This Article is From Aug 11, 2023

New Species Of Miniature Whale, Named After Ancient Egypt King, Discovered

The fossil of the whale include a skull, jaw, teeth and vertebrae fragments, said researchers.

New Species Of Miniature Whale, Named After Ancient Egypt King, Discovered

The mammal was about 8 feet in length and weighed 187 kg.

Scientists have identified a new species of an ancient miniature whale that lived around 41 million years ago. The miniature whale is named the Tutcetus rayanensis after the ancient Egyptian pharaoh Tutankhamun and is the smallest ancient marine mammal to ever exist, said an ABC News report.

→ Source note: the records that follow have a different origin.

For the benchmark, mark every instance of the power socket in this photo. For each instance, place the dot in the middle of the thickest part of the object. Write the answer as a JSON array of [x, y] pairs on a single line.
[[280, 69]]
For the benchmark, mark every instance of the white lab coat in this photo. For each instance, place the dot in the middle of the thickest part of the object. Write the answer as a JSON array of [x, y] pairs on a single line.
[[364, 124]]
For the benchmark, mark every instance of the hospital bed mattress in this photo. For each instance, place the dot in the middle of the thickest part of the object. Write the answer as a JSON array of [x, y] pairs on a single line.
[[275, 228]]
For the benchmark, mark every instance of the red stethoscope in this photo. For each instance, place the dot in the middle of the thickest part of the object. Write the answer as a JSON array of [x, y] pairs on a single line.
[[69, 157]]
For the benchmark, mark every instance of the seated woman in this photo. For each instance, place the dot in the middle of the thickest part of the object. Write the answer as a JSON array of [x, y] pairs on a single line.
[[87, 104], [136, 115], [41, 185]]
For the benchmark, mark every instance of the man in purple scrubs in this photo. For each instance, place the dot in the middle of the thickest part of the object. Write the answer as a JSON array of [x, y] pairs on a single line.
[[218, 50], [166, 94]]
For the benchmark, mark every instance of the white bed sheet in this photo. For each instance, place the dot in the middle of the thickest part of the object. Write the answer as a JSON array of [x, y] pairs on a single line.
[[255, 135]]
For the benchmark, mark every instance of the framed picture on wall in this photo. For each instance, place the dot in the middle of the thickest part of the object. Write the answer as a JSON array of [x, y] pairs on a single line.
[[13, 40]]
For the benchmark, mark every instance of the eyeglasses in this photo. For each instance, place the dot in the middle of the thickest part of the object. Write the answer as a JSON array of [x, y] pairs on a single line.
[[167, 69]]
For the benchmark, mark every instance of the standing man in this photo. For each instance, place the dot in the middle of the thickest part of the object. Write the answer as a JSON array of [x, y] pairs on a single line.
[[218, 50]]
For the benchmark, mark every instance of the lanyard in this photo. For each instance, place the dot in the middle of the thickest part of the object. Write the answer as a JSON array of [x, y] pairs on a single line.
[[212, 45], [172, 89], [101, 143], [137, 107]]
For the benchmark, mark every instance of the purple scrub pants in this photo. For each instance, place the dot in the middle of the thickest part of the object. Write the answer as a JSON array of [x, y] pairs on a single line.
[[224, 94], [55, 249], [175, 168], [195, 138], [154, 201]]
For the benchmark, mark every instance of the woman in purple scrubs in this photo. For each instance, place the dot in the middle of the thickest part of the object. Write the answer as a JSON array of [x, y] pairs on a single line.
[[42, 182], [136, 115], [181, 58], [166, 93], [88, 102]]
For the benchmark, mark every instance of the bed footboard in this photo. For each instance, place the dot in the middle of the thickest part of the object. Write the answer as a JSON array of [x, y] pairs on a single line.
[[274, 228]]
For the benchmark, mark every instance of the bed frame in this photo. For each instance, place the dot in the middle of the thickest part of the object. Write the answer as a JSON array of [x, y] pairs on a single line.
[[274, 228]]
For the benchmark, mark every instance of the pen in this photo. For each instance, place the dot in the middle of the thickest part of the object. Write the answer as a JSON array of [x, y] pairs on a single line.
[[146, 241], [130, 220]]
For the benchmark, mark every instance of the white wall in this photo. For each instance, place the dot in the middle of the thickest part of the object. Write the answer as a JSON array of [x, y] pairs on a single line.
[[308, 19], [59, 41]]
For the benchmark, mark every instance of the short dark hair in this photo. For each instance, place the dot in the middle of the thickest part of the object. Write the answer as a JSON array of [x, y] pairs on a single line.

It further said that the fossilised remained of the animal were found in 2012 embedded in limestone rock in the Fayum Depression in Egypt, about 113 kilometres southwest of the country's capital Cairo.

A study about the discovery has been published in Communications Biology.

The fossil of the whale include a skull, jaw, teeth and vertebrae fragments, said researchers.

"The Tutcetus is the grandfather for all modern dolphin and whale species," Hesham Sallam, lead author and paleontologist at Mansoura University and the American University in Cairo, told ABC News.

The mammal was about 8 feet in length and weighed 187 kg, according to the study.

Explaining why the fish was so small in size, Abdullah Gohar, a paleontology PhD student at Mansoura University, said the Tutcetus may have evolved in response to a warming event that occurred about 42 million years ago. Its skull is about five times smaller than other basilosaurids, the co-author further said.

The study revealed that the whale must have been near adulthood, since the bones within its skull and vertebrae had fused together and its permanent teeth were at an advanced stage of emergence.

The fossil was assigned to the basilosaurids based on the presence of multiple accessory cusps on the cheek teeth and well-developed pterygoid sinuses around the auditory region, the researchers said in the study.